Pshk Dukung Pemilu Dipisah, Ungkit 209 Petugas Meninggal Di 2024

Sedang Trending 1 hari yang lalu
ARTICLE AD BOX

Jakarta, pendapatsaya.com --

Pusat Studi Hukum dan Kebijakan Indonesia (PSHK) mendukung Putusan Mahkamah Konstitusi (MK) Nomor 135/PUU-XXII/2024 nan memisahkan waktu penyelenggaraan pemilu nasional dan daerah.

Manajer Program PSHK Violla Reininda menyoroti gimana melelahkannya Pemilihan Presiden (Pilpres) dan Pemilihan Kepala Daerah (Pilkada) nan digelar serentak di 2024. Ada 209 petugas pemilu meninggal bumi dalam penyelenggaraan pesta kerakyatan tersebut.

"Tercatat di Pemilu 2024 ada 181 penyelenggara di tingkat teknis nan berpulang, di Pilkada ada 28 petugas nan meninggal di 2024 lalu," beber Violla dalam Webinar Constitutional and Administrative Law Society (CALS) via Zoom, Minggu (6/7).

"Jadi, soal kesehatan dan juga keamanan dari penyelenggara (pemilu) itu bukan satu perihal nan dipikirkan secara cukup oleh pembentuk kebijakan (pemerintah dan DPR RI).
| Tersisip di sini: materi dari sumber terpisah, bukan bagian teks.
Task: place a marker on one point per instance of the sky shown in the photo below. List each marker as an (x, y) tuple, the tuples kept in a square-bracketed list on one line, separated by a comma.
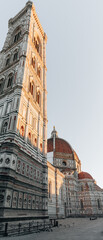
[(74, 73)]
Sehingga kita kembali lagi menemukan kasus-kasus penyelenggara di level teknis itu kelelahan," sambungnya.

Menurutnya, putusan MK mencerahkan tentang timeline penyelenggaraan pemilu. Ia menilai apa nan diputuskan Mahkamah Konstitusi sudah menjawab keluhan publik. Violla mendukung adanya pemisahan waktu nan tegas dari gelaran pemilu nasional serta daerah.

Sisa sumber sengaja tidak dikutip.